National Grief Awareness Week 2020

Here at DogFest we know how supportive our pets can be, particularly during times of hardship. The theme of National Grief Awareness week 2020 is ‘Share Your Story’. To contribute to the continuing conversation around bereavement, we reached out to author Richard Littledale to share how he and Ginny the lurcher met. And, ultimately, how they rescued each other.

 

A Friend in Need - Richard and Ginny’s Story

‘Lost, far from home and uncertain what the future would hold’ would be a good description of Ginny, the brindled lurcher pushing her nose up to the glass of the Dogs Trust kennel. Truth to tell, it would also be a good description of Richard, the man pushing his nose up to the other side of that same glass. 

 

After thirty years married to Fiona, I was coming to terms with life on my own after cancer took her at the age of 53. On moving to Newbury, a market town on the edge of the Berkshire countryside, it had always been part of the dream to add a dog to our lives. Fiona got too ill, the dream was shelved, and now here I was two months after losing her looking at my new companion.

 

Ginny and I both had a lot to learn. When she first arrived at the house, she was timid and fearful – her eyes far more hunted than hunter. She had no idea how to climb the stairs, flinched at every loud noise, and was terrified of being shut in when left. I had a lot to learn too. For thirty-five years or more, I had always had my best friend by my side – and now she was gone. Along with her had gone my confidence and my compass for navigating even the simplest social encounters.

 

Ginny was a terrific help with both of these. With her by my side when out walking, I was not Richard the widower, but Richard the man with the lovely dog. Casual conversations focused on her, rather than me, and I was fine with that. On my first day back at work, she accompanied me and stood loyally by my side as I greeted people whom I had not seen for three months or more. The braver ones asked me how I was, and others made a fuss of the dog. I soon found that her default position when uncertain is to lean against my leg – I suspect that it cuts both ways. She was my guide dog through this social maze.

 

 

In the year or so before Fiona’s untimely death, I had taken on the role of carer more and more. The rhythm of my life had become set around it. With her gone the rhythm was gone too, and my days felt shapeless and empty. Many will testify to that same feeling during the early weeks of bereavement. In this, having a dog was a terrific help. Regardless of my emotional or mental state, Ginny needed walking and feeding twice each day. This was a new rhythm for a new life, and it helped us both. I very quickly learnt that Ginny was capable of reading my emotional weather pattern, and on those days when the clouds rolled in, she would do her very best to drive them away.

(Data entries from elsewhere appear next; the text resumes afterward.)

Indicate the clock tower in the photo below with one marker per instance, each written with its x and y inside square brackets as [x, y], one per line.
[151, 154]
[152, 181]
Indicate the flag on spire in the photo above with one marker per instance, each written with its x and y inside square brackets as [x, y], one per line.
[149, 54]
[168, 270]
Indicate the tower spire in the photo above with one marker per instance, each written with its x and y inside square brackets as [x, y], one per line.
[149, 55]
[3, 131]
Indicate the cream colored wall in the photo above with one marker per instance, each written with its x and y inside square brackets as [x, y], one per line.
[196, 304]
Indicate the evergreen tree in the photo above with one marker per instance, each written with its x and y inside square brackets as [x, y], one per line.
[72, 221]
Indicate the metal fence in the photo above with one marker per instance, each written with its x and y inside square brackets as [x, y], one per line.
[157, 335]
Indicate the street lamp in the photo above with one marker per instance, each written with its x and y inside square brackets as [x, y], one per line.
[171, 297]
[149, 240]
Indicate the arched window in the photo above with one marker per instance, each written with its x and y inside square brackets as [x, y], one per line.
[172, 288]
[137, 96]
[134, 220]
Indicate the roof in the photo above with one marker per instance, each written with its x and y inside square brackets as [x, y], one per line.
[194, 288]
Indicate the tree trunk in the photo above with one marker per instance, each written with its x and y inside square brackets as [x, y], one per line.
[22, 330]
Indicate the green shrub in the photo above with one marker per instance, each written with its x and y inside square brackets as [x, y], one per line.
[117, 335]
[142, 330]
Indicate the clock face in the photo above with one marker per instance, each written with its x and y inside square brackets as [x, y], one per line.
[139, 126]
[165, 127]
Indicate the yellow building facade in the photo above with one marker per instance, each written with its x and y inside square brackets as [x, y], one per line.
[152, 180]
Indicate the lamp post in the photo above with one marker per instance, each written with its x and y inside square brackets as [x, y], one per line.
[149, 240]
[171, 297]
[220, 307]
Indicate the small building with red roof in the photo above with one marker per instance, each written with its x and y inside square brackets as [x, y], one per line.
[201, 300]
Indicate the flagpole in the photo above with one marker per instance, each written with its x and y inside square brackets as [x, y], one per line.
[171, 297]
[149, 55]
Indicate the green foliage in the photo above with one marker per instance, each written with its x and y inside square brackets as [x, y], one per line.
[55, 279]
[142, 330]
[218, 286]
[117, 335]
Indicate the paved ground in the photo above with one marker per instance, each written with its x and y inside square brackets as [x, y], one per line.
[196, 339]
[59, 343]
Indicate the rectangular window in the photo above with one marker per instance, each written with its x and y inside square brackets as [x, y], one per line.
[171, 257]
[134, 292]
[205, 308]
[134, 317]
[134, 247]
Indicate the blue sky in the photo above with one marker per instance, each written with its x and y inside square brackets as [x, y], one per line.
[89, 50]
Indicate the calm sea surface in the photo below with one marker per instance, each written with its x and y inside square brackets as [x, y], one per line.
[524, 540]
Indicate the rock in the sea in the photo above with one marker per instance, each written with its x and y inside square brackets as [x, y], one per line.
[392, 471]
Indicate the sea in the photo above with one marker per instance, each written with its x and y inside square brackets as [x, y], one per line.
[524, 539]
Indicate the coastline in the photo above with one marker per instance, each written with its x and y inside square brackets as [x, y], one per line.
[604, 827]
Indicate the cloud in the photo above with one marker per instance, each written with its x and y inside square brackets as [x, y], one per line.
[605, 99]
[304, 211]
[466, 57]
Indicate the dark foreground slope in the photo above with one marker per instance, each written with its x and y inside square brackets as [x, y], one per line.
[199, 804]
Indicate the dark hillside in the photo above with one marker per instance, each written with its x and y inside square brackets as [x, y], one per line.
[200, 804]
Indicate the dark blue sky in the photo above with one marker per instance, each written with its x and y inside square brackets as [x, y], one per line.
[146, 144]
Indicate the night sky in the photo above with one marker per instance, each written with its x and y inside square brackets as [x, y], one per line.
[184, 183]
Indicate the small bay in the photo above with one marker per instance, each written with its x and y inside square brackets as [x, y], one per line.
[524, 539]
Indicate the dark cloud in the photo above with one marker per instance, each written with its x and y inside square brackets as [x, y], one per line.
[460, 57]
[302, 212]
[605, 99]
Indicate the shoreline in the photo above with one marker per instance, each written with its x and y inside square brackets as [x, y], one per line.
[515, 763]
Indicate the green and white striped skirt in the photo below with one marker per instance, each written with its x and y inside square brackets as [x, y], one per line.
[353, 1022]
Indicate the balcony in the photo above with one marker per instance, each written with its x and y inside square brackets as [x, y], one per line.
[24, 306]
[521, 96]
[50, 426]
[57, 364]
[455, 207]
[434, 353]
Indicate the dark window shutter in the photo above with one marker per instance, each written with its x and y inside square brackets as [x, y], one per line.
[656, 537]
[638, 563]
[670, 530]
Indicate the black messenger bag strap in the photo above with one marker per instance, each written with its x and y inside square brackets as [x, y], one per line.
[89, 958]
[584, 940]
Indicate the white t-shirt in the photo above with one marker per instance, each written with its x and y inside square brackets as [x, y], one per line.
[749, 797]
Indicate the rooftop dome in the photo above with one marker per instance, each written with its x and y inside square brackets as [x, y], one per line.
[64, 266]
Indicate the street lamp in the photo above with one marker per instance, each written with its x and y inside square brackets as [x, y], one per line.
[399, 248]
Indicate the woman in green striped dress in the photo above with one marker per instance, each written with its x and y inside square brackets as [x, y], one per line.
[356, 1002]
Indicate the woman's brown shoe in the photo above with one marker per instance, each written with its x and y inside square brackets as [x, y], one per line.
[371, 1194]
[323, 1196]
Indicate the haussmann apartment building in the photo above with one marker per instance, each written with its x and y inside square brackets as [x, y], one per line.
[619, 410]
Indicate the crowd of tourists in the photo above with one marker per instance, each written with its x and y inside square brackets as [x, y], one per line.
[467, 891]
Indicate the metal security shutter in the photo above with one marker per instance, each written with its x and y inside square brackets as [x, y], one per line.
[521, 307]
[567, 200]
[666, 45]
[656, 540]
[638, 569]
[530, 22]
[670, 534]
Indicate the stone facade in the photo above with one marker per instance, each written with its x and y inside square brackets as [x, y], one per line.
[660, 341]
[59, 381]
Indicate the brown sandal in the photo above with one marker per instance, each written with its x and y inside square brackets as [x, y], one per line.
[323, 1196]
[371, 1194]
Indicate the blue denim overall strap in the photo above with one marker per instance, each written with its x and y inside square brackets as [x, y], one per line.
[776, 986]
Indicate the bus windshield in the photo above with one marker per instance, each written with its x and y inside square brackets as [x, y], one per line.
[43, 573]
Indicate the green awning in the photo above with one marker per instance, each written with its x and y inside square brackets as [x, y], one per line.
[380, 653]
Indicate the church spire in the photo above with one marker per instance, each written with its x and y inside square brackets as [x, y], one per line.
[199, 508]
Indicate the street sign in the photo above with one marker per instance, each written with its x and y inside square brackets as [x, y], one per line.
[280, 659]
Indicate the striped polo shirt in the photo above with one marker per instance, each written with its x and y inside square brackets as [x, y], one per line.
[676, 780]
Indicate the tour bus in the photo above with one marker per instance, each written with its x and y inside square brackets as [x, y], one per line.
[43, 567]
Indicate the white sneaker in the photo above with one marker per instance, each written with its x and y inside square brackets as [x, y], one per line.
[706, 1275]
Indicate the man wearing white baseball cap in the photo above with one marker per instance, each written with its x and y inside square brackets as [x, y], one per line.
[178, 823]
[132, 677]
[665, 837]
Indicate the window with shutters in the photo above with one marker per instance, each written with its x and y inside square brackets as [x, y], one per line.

About eight months after adopting Ginny, I wrote a children’s story all about her: ‘Ginny the Rescue Dog’. In it I talk about occasions such as these:

 

Sometimes the sadness Ginny had seen in the man’s eyes filled him up so much that it fell out as tears. Ginny would let him cry, as tears can be good. After a while, though, she would come and ask him to play. She would bow down with her tail wagging high in the air to make him smile. She would tickle him with her shiny, bendy nose to make him laugh. If that didn’t work, she would pat him with her long paw until he got up out of his chair and took her outside. As they walked along, side by side, she would look up at him as if to say ‘that’s just what you needed, isn’t it’? And do you know, it was!

 

I have walked with Ginny to some beautiful places, but I have walked with her to some hard ones too. She was there by my side on the day when we buried Fiona’s ashes on a hillside green cemetery. It snowed on that day, and Ginny’s palpable delight in this novel experience made a hard day easier. We have been back many times to that place and sat at the foot of Fiona’s cherry tree. I shed a tear or two and look off into the unseeable distance; Ginny sniffs for rabbits and looks to the treeline where the pheasants live. It is a companionable arrangement.

 

During the first year of my bereavement I wrote a book, ‘Postcards from the Land of Grief’, charting my way through this unwelcome and unfamiliar landscape. I close with an excerpt from Ginny’s chapter, ‘Alone Together’:

 

Looking for another breed entirely, I found myself drawn so powerfully to her. Maybe there was a sadness or a wisdom reflected in those amber eyes, or maybe I just fell for the tasselled ears. Either way, I was smitten. After careful checks by Dogs Trust, and some trial walks, she has now come to live here with me. These two characters, thrust out of context by circumstances they did not choose, are pooling their resources to forge a new context. She is a little nervous, and I have a lot to learn – but the partnership has so much to offer.

 

It has, indeed, had so much to offer.